Deployment Architecture

Why is the metadata type=hosts command for *nix search heads showing incorrect lastTime and recentTime?

hlarimer
Communicator

I am using the metadata type=host command to alert me when a forwarder goes down and am now wanting to extend it to search heads. The command works great for *nix forwarders but for *nix search heads it is showing me that 2/3 SH heads haven't reported in 82 days. These are both up and forwarding their _internal logs to the indexers.

Any ideas why this is reporting incorrectly?

Tags (3)
1 Solution

martin_mueller
SplunkTrust
SplunkTrust

I'd recommend switching to tstats for this kind of reporting, it'll still be blazingly fast and much more flexible. For example:

| tstats latest(_time) where index=_internal by host

That'll give you the latest timestamp for each host in the _internal index. If there's an event sent by those SHs later than that 82 days ago it'll find it.

As for actually monitoring your deployment, take a look at the new distributed monitoring console that was just released together with 6.2 - awesome stuff.

View solution in original post

martin_mueller
SplunkTrust
SplunkTrust

I'd recommend switching to tstats for this kind of reporting, it'll still be blazingly fast and much more flexible. For example:

| tstats latest(_time) where index=_internal by host

That'll give you the latest timestamp for each host in the _internal index. If there's an event sent by those SHs later than that 82 days ago it'll find it.

As for actually monitoring your deployment, take a look at the new distributed monitoring console that was just released together with 6.2 - awesome stuff.

martin_mueller
SplunkTrust
SplunkTrust

Heh... yeah, if the time reported is wrong then it's no surprise results based on the time are wrong as well.

0 Karma

martin_mueller
SplunkTrust
SplunkTrust

Maybe this is a copypasta error, but the host showing long no-rep times you posted isn't the host showing events in the second query.

0 Karma

hlarimer
Communicator

Sorry, I wrote it incorrectly in the result. NOREPP02 is the computer that is showing up in the tstats search.

0 Karma

hlarimer
Communicator

I had another thought this morning that may be affecting this. The report is ran against any universal windows forwarders which all report directly to the indexer....except the one that keeps showing up as not reporting. It is setting in our DMZ area and sends its data through a splunk forwarder. I don't fully understand tstats so could this be creating the problem?

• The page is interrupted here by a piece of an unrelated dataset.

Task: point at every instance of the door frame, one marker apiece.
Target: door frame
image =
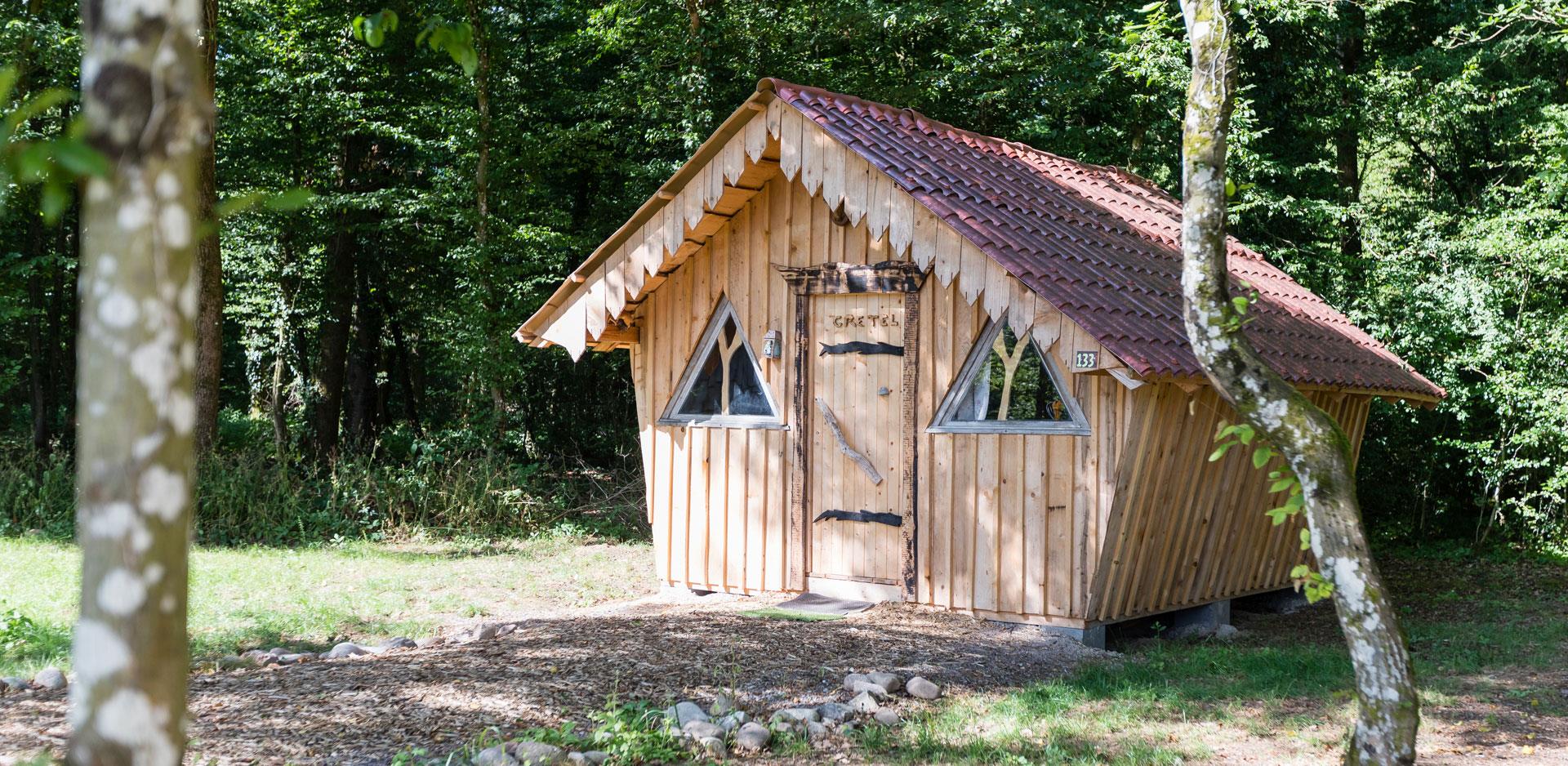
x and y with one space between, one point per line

Strangely enough it is showing its reporting, just that its always been more than a day since it last reported.

0 Karma

martin_mueller
SplunkTrust
SplunkTrust

That could be related to weird timestamping. Compare events from a "good" forwarder to events from this forwarder, particularly with respect to fields such as _time, date_*, timestartpos, timeendpos.

hlarimer
Communicator

That was exactly it!! The clock on the forwarder was set incorrectly. Thanks again for your help Martin.

0 Karma

martin_mueller
SplunkTrust
SplunkTrust

Give the field a usable name:

| tstats latest(time) as latestTime where ...

You could enclose latest(_time) in single quotes in eval like this: 'latest(_time)', but that's a last resort. Rename > that.

0 Karma

hlarimer
Communicator

Martin,
Thanks for all your help. I have this functioning correctly but there is one computer that keeps showing up as not reporting recently. When I search Splunk though I see that it is reporting regularly. Here is the search:

tstats latest(_time) AS Latest where index=winevents by host | eval LastMessageTime = now() - Latest | where LastMessageTime > 1800 | eval LastMessageTime = tostring(LastMessageTime, "duration") | eval Latest =strftime(Latest,"%x %X") | sort -LastMessageTime

It returns a result for AMSPEPP02 and says its Latest is about 18 hours ago.

But when I run this search:
index=winevents host=norepp02
I see that it reported a few minutes ago.

Any ideas why that one computer keeps showing up like that?

0 Karma

hlarimer
Communicator

Thanks Martin, that gave me the correct information now but I'm having trouble using the latest(_time) in calculations. I want to create a calculations to show how long since last message and was trying to use this:

| tstats latest(_time) where index=_internal by host | eval timeSinceLastMessage = now() - latest(_time)

I get an error though because it doesn't recognize latest(_time) in the eval function. How can I use that column of data?